Next Word Prediction Application

Tim Kerins
01/23/2020

Johns Hopkins Data Science Capstone Project

Note: use keyboard arrows to navigate thru the slides

Overview

Interactive Word Prediction Application

Takes an input phrase and predicts the next word
Uses corpus provided by SwiftKey (twitters, blogs, news feeds)
Written in R using NLP & Quanteda natural language packages
Uses 3-gram Stupid Backoff model applied to a cleaned dataset
The Shiny applicaton can be accessed on the web at: [https://tkerins24.shinyapps.io/PredictionApp/]

Methods/Algorithms

Pre-processing/Cleansing

Downloaded/merged datasets, then took a 10% sample
Numbers,punctuation,URLs,profanity,uppercase, removed
Data tokenized into 1,2,3 grams by frequency
Resulting n-gram tables indexed/stored in .RDS files

Prediction

3-gram Stupid Backoff Algorithm (0.4 disc factor).
- If matching 3gram; returns highest freq last word.
- Else, backoff to 2gram.

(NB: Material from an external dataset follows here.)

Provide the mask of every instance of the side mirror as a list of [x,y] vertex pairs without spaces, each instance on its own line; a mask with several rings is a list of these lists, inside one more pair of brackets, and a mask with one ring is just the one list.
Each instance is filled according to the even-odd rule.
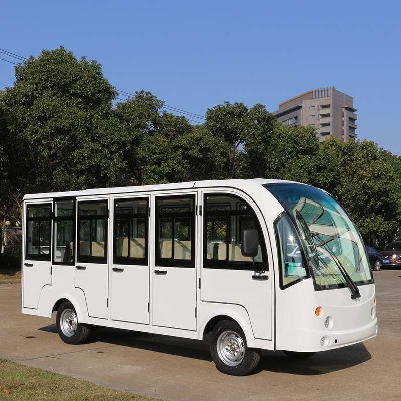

If match, return highest freq last word.
- If no match, backoff to 1gram, return highest freq word.

Accuracy/Performance/Resource Usage

Accuracy: ~ 30%; Prediction time < 1 Sec
Model tuning activites tried:
- 3gram Katz backoff (much longer time)
- 4gram Stupid & Katz Backoff (little improvement)
- Table indexing (signifant performance improvement)
- drop low frequency ngrams (little improvement)
Best overall model: 3gram stupid backoff

Application Instructions

Open App @ [https://tkerins24.shinyapps.io/PredictionApp/]
Type phrase into “Input Phrase” box, then press “Predict”
The prediction will apprear in the “Predicted Word” box.
Click on the “Clear Input” button to repeat the process